ニューヨーク・オールド・アパートメントのJun潤のレビュー・感想・評価

3.7
2024.01.27

予告を見て気になった作品。

ニューヨークにある古びたアパートの一室。
ラファエラはポールとティトを探してその部屋を訪れていた。
ポールとティトは、その部屋で暮らしていた頃を追想する。
ブリトーの配達員として働きながら英語学校に通っていたポールとティトは、同じ教室に通うクリスティンに一目惚れし、交流を始める。
3人は皆、そこにいるはずなのに“いない”透明人間として、自分の居場所を求めていた。
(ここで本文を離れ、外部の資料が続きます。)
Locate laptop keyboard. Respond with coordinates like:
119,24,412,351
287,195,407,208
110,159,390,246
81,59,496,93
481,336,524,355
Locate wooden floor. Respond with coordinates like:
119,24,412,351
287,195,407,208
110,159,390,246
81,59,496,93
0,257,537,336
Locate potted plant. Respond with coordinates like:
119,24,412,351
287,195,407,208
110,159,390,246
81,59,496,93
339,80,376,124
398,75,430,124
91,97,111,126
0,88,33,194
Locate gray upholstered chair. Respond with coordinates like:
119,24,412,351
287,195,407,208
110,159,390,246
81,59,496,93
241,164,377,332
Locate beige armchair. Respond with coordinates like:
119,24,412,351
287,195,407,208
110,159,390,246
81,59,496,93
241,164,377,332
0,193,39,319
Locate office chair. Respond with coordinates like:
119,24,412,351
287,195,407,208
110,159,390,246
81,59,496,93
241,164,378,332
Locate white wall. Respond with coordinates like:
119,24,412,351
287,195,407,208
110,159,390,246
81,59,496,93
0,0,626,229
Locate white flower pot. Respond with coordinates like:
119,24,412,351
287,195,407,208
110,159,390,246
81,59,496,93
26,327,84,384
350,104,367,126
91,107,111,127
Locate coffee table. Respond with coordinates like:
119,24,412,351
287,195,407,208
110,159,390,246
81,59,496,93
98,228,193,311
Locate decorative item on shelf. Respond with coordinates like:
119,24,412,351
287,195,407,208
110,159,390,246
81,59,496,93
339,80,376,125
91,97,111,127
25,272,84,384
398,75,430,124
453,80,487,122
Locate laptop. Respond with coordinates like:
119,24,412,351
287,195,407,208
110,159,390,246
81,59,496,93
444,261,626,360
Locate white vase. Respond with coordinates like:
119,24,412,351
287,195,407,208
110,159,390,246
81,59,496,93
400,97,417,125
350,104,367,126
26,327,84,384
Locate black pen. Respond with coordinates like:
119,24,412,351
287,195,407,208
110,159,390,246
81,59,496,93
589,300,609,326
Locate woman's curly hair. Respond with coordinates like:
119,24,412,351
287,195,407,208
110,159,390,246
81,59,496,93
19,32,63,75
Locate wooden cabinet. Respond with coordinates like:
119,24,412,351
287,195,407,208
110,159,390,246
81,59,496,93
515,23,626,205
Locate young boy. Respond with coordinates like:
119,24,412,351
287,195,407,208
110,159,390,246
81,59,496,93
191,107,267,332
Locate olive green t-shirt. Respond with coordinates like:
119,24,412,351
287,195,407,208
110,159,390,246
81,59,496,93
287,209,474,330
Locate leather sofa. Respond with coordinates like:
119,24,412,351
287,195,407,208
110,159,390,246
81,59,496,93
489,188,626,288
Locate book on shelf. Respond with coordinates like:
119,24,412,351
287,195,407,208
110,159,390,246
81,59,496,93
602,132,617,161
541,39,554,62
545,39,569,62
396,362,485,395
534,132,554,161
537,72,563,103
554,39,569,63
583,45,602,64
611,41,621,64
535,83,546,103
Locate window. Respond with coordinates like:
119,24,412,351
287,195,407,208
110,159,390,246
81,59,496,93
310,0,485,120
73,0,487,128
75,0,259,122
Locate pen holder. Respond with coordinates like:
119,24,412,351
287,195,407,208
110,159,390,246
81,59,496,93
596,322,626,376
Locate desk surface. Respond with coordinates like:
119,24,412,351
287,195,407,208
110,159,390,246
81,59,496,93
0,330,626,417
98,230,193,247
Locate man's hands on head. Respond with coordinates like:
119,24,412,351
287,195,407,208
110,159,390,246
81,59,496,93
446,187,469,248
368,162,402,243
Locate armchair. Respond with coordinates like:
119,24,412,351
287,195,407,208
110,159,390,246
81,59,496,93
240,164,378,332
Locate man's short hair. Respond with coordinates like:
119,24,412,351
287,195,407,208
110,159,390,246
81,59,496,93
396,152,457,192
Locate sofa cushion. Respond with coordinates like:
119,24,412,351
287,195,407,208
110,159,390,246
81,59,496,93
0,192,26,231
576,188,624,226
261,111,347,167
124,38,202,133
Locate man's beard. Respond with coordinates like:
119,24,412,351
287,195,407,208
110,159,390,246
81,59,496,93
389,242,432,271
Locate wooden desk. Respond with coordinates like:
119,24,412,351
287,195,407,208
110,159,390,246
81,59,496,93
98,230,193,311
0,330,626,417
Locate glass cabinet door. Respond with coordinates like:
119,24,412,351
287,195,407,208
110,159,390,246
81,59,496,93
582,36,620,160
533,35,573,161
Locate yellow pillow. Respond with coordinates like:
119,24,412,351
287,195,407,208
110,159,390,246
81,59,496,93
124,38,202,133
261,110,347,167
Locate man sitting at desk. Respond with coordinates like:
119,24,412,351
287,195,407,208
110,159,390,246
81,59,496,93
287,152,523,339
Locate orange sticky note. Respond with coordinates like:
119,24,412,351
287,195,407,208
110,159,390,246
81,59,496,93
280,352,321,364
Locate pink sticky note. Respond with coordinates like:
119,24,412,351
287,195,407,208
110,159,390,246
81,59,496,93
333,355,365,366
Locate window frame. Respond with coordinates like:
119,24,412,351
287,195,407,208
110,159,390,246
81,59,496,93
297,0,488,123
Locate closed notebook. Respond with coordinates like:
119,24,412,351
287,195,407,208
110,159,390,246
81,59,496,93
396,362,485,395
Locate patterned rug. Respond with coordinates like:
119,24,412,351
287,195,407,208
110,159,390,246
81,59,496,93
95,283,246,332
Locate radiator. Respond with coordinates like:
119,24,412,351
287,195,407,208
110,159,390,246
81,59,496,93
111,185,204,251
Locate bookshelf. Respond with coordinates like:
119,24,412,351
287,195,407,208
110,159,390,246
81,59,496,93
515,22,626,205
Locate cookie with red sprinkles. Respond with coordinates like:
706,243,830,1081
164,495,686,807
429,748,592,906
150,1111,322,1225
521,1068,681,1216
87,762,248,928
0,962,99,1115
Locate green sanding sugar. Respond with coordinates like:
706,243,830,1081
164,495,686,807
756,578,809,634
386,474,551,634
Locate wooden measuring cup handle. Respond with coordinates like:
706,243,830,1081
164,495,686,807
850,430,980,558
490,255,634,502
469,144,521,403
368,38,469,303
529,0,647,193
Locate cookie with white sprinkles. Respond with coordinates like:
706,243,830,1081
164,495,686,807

これはまた新しい形のジュブナイルストーリーが生まれましたね。
違法入国や売春など、イリーガル故に誰にも認知されない3人の少年少女が、愛を知らないが故に愛を求め、求めてしまったが故に破滅へと向かっていく。
しかし愛を得たポールとティトはもう透明などではなく本当の愛を知っている、苦味がありつつも救いのある終わり方だったと思います。

ストーリーの大枠としては、ポールとティトを探すラファエラの視点から描く現代パートと、ポールとティト、クリスティンの視点から描かれる過去パートが、オーバーラップしながらポールとティトの身に何が起きたのかを解きほぐしていく流れ。
ポール達を取り巻く状況が状況だけに、どんでん返しというほどではないものの、透明人間だからこそ足りないものを補い合っていた3人を迎えた結末には切なさが溢れていました。

登場人物それぞれが求めていた愛の形に、純愛と呼べるものはなかったかもしれませんが、自分自身のために誰かを愛し、誰かに愛されたいと願う気持ちに大人も子供も関係なく、透明だからこそ、周囲の意見に左右されず自分の気持ちを貫き通す強さも描かれていたんじゃないかと思います。